Averaging and Weighting
One of the few gripes I have with Smaart is that weighting is neither displayed nor accessible from the Control Strip, though it is indicated in the trace area. Figure 1 shows the Smaart Spectrum (RTA) function. Note that the Control Strip on the right (detailed in figure 2) displays the averaging but not the weighting, which I consider essential [Editor's note: the numeric readout at the top of the Control Strip shows weighting for the dB meter, not the analysis tool]. The Spectrum display can show RTA, Spectrograph or both via split screen (figure 3). All of the screens look great and are easy to read, but one thing I did not like is that when you zoom in or out, the scale of the screen changes, but the resolution of the grid does not (i.e., you can zoom in as far as you want, but the grid is still divided into 6 dB steps). To select an area of a window for zoom, right-click and drag on it or, on a one-button mouse, hold <Control> + <Option> and click and drag.
At the top of the Control Strip is a numeric indicator that shows dBFS, dB SPL (Smaart provides calibration for SPL) or dBLEQ. dBLEQ is capable of long-term SPL monitoring over a user-defined period (we went as far as six hours), with user-defined increments. A "logging" feature creates a text file of these measurements showing minimum and maximum SPL as well as the actual SPL at a given date and time. It's a very useful tool, especially in venues where the neighbors make noise complaints.

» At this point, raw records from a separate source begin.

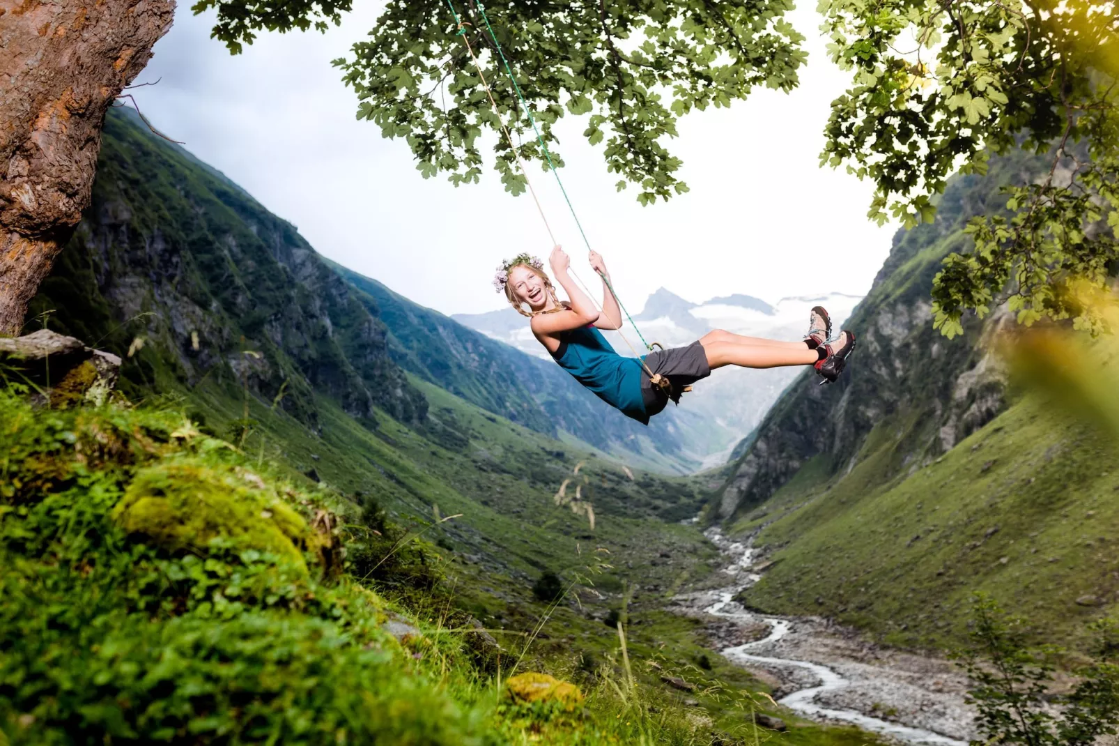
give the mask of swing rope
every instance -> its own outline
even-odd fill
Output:
[[[497,40],[497,34],[493,32],[493,27],[489,22],[489,16],[486,15],[486,8],[485,6],[482,6],[481,0],[473,0],[473,2],[474,7],[478,8],[478,12],[482,17],[482,21],[486,24],[486,30],[489,31],[490,39],[493,40],[493,48],[497,49],[498,57],[500,57],[501,64],[505,66],[505,73],[508,76],[509,82],[513,83],[513,90],[517,94],[517,99],[520,101],[520,106],[521,109],[525,110],[525,114],[528,115],[528,123],[533,125],[533,132],[536,133],[536,141],[540,144],[540,150],[544,151],[544,158],[548,162],[548,170],[552,171],[552,176],[555,177],[556,184],[560,186],[560,193],[563,195],[564,202],[567,203],[567,209],[571,211],[571,216],[575,221],[575,226],[579,227],[579,234],[583,237],[583,244],[586,246],[587,251],[591,251],[591,242],[586,237],[586,231],[583,230],[583,224],[580,222],[579,215],[575,213],[575,206],[572,204],[571,197],[567,196],[567,189],[564,188],[563,179],[560,178],[560,171],[558,169],[556,169],[555,164],[552,161],[552,151],[548,150],[548,144],[547,142],[544,141],[544,136],[540,133],[540,129],[536,125],[536,118],[533,116],[533,109],[532,106],[528,105],[528,102],[525,101],[525,94],[521,93],[520,85],[517,84],[517,76],[513,74],[513,68],[509,66],[509,60],[508,58],[506,58],[505,52],[501,49],[501,43]],[[450,0],[448,0],[448,4],[450,4]],[[453,8],[452,12],[454,12]],[[618,301],[618,306],[622,309],[622,313],[626,314],[626,318],[629,320],[630,326],[633,327],[633,330],[637,332],[637,336],[641,339],[641,344],[645,345],[646,349],[652,349],[652,345],[646,342],[645,335],[641,334],[641,329],[639,329],[637,324],[633,321],[633,317],[630,316],[628,310],[626,310],[626,306],[624,304],[622,304],[622,299],[618,297],[617,292],[614,292],[614,288],[610,283],[610,280],[606,279],[606,277],[601,272],[598,272],[598,274],[599,277],[602,278],[602,281],[606,283],[606,288],[610,290],[610,295],[614,297],[614,300]],[[580,279],[580,277],[574,272],[572,272],[572,276],[583,287],[583,290],[590,296],[591,292],[587,289],[586,285],[583,282],[583,280]],[[620,329],[619,334],[621,334]],[[624,336],[622,338],[624,338]],[[629,343],[627,342],[627,344]]]
[[[514,91],[517,92],[517,97],[520,100],[521,106],[524,106],[525,112],[528,114],[528,121],[533,123],[533,130],[536,132],[536,141],[540,143],[540,148],[544,150],[544,156],[547,158],[548,168],[552,170],[553,176],[555,176],[556,178],[556,183],[560,185],[560,190],[563,193],[564,199],[567,202],[567,208],[571,211],[572,217],[575,218],[575,225],[579,226],[579,232],[583,236],[583,243],[586,245],[587,251],[591,251],[591,242],[587,240],[586,233],[583,231],[583,225],[582,223],[580,223],[579,216],[575,214],[575,207],[574,205],[571,204],[571,198],[567,197],[567,190],[564,189],[563,181],[560,179],[560,174],[556,171],[555,164],[552,162],[552,153],[548,151],[548,147],[544,142],[544,138],[540,134],[540,130],[536,127],[536,119],[533,116],[533,112],[528,108],[528,102],[525,101],[525,96],[521,95],[520,93],[520,86],[517,85],[517,80],[516,77],[514,77],[513,69],[509,67],[509,60],[506,59],[505,53],[501,50],[501,45],[497,40],[497,36],[493,34],[493,27],[490,26],[489,18],[486,17],[486,9],[482,8],[481,2],[479,2],[479,0],[474,0],[474,6],[478,8],[479,12],[482,16],[482,19],[486,21],[486,28],[489,30],[490,38],[493,40],[493,46],[497,49],[498,56],[501,58],[501,62],[505,65],[505,71],[509,76],[509,81],[513,83]],[[528,176],[528,168],[525,167],[525,161],[520,157],[520,150],[517,148],[517,144],[513,141],[513,136],[509,132],[509,128],[505,125],[505,121],[501,119],[501,111],[497,105],[497,101],[493,99],[493,92],[490,90],[489,83],[486,81],[486,75],[485,73],[482,73],[482,67],[481,64],[478,62],[478,56],[474,55],[474,49],[470,45],[470,39],[467,38],[467,27],[470,26],[470,24],[459,18],[459,13],[454,10],[454,6],[451,3],[451,0],[446,0],[446,7],[450,8],[451,16],[454,18],[455,26],[459,29],[457,36],[462,37],[462,41],[467,46],[467,52],[470,54],[470,60],[473,63],[474,69],[478,71],[478,78],[481,81],[482,86],[486,88],[486,95],[489,97],[490,108],[492,108],[493,110],[493,115],[497,118],[497,121],[501,127],[501,131],[505,133],[505,138],[509,143],[509,148],[513,150],[513,155],[517,159],[517,165],[520,167],[520,172],[525,175],[525,184],[528,185],[528,190],[533,195],[533,201],[536,203],[536,209],[539,211],[540,213],[540,220],[544,221],[544,227],[548,232],[548,237],[552,239],[552,245],[557,245],[558,242],[555,239],[555,234],[552,232],[552,226],[548,224],[547,216],[544,214],[544,207],[540,205],[540,201],[536,196],[536,189],[533,188],[533,180]],[[585,292],[586,297],[591,300],[591,305],[594,308],[596,308],[599,313],[603,313],[602,306],[599,305],[599,302],[594,299],[594,293],[590,291],[590,289],[586,287],[586,283],[583,282],[583,280],[579,277],[579,274],[576,274],[575,271],[570,267],[568,271],[571,272],[572,278],[574,278],[575,281],[579,282],[579,285],[582,287],[583,292]],[[629,311],[626,310],[626,307],[622,305],[621,299],[618,298],[618,293],[614,292],[614,288],[610,283],[610,280],[606,278],[605,273],[598,272],[598,274],[599,277],[602,278],[602,281],[605,283],[606,289],[610,290],[610,295],[613,296],[614,300],[618,302],[619,308],[621,308],[622,311],[626,314],[626,318],[629,319],[629,323],[633,327],[633,330],[637,332],[637,336],[641,338],[641,342],[645,344],[646,349],[651,351],[652,345],[650,345],[645,341],[645,336],[641,335],[641,330],[637,328],[637,324],[633,324],[633,318],[629,315]],[[669,380],[666,376],[661,375],[660,373],[653,373],[649,369],[649,365],[645,362],[645,358],[641,356],[640,353],[638,353],[637,348],[633,347],[630,341],[622,333],[621,328],[618,329],[618,336],[622,338],[622,342],[626,343],[626,346],[630,348],[630,352],[633,353],[633,356],[637,357],[639,363],[641,363],[641,367],[649,375],[649,382],[652,383],[652,385],[661,389],[666,393],[666,395],[671,398],[673,394],[671,382],[669,382]],[[684,391],[690,391],[690,389],[692,386],[685,386]]]
[[[505,53],[501,50],[501,45],[497,40],[497,36],[493,34],[493,28],[492,26],[490,26],[489,18],[486,16],[486,9],[482,8],[479,0],[474,0],[474,6],[478,8],[478,11],[481,13],[482,19],[486,22],[486,28],[489,30],[490,38],[493,40],[493,46],[497,49],[498,56],[500,57],[505,66],[506,73],[509,76],[509,81],[513,83],[514,90],[517,93],[517,97],[520,100],[520,104],[525,109],[525,113],[528,114],[528,120],[529,122],[532,122],[533,130],[536,133],[536,140],[540,144],[540,148],[544,151],[549,170],[552,171],[553,176],[555,176],[556,183],[560,185],[560,190],[564,196],[564,201],[567,203],[567,208],[571,211],[572,217],[575,220],[575,224],[579,226],[579,232],[583,236],[583,243],[586,245],[587,250],[591,251],[591,243],[586,237],[586,233],[583,231],[583,225],[582,223],[580,223],[579,216],[575,214],[575,207],[574,205],[572,205],[571,198],[567,196],[567,190],[563,186],[563,181],[560,178],[560,174],[556,171],[555,164],[552,160],[552,153],[548,151],[548,147],[544,142],[544,138],[536,125],[536,119],[533,116],[533,112],[528,108],[528,102],[525,101],[525,97],[520,92],[520,86],[517,85],[517,81],[513,75],[513,69],[509,67],[509,60],[506,59]],[[467,27],[470,26],[470,24],[468,21],[462,20],[459,17],[459,13],[458,11],[455,11],[454,6],[451,3],[451,0],[446,0],[446,7],[450,9],[451,16],[455,22],[455,27],[459,29],[455,36],[462,37],[462,41],[467,47],[467,53],[470,55],[470,60],[473,63],[474,69],[478,72],[478,78],[481,81],[482,86],[486,88],[486,95],[489,97],[490,106],[493,110],[493,115],[497,118],[498,123],[501,127],[501,131],[505,133],[506,141],[509,143],[509,148],[513,150],[514,157],[517,160],[517,165],[520,167],[521,174],[524,174],[525,176],[525,184],[528,186],[528,190],[533,195],[533,201],[536,203],[536,208],[540,214],[540,220],[544,221],[544,226],[548,232],[548,237],[552,239],[552,244],[556,245],[558,242],[555,239],[555,234],[552,232],[552,226],[548,224],[548,220],[544,213],[544,207],[540,205],[540,201],[536,196],[536,189],[533,188],[532,178],[528,176],[528,168],[525,166],[525,161],[520,157],[519,148],[517,148],[516,143],[513,141],[513,136],[509,132],[509,128],[505,125],[505,122],[501,119],[500,109],[497,105],[497,101],[493,99],[493,93],[490,90],[489,82],[486,80],[485,73],[482,73],[481,63],[478,62],[478,56],[474,54],[473,46],[471,46],[470,39],[467,38]],[[580,278],[579,274],[573,269],[568,268],[568,271],[571,272],[571,276],[575,279],[575,281],[579,282],[579,285],[582,287],[583,291],[591,300],[592,306],[594,306],[599,311],[602,311],[602,307],[598,304],[598,301],[594,300],[594,295],[586,287],[586,283],[583,282],[582,278]],[[641,338],[642,344],[645,344],[647,349],[652,349],[652,346],[645,341],[645,336],[641,334],[641,330],[637,327],[637,324],[633,323],[633,318],[629,315],[629,311],[626,310],[624,306],[621,302],[621,299],[618,298],[618,293],[614,292],[614,288],[611,285],[610,280],[606,279],[605,274],[603,274],[602,272],[598,272],[598,274],[599,277],[602,278],[602,281],[605,283],[606,289],[610,290],[610,295],[613,296],[614,300],[618,301],[618,306],[626,314],[626,318],[629,319],[630,325],[633,327],[633,330],[637,332],[638,337]],[[645,369],[646,373],[649,374],[649,377],[653,381],[653,383],[656,383],[657,385],[662,385],[660,382],[665,381],[664,376],[656,374],[649,370],[649,366],[646,365],[645,360],[641,357],[640,353],[637,352],[637,348],[634,348],[634,346],[630,343],[630,341],[626,337],[626,335],[622,333],[621,329],[618,329],[618,336],[622,338],[626,345],[630,348],[630,352],[633,353],[633,356],[637,357],[638,361],[640,361],[641,366]],[[667,383],[667,381],[665,381],[665,383]]]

Impulse Response measurement is always tricky, because if measurement parameters are not set carefully, data acquisition is inaccurate. The setting for Time Constant (TC) must be long enough to include the entire decay time of the system under test. When capturing the impulse response of a room with a decay time of 1.5 seconds, a TC of 682 mS yields inaccurate data, because Smaart is not given enough time to "hear" the entire decay. The solution is increased TC, which also increases the FFT (Fast Fourier Transform). Processing time increases with increased TC, so one benefit of using shorter TC is that you see the results faster. Smaart provides TC settings ranging from 2 and 10922 mS, with corresponding FFT sizes and averaging to improve reliability.
There are a couple of minor things that I'd like to see tightened up in Smaart. In addition to the aforementioned difficulty with the Traveler interface, there is an issue with using the MacBook's built-in I/O. Smaart recognizes the I/O, but at times, attempting to use it prompts a message stating "Failed to Start Device." The folks at Rational Acoustics are working on solutions to those issues.
Nit-picks aside, there's no doubt that Smaart is an extremely powerful software tool, in particular for touring sound companies and installers. It takes a bit of time to become familiar with all of the capabilities but should be considered essential for anyone requiring critical evaluation of audio system performance. It's also an excellent teaching tool, providing a means of illustrating a variety of acoustic phenomena. A new license for Smaart runs $895; upgrades from earlier versions range from $450 to $650.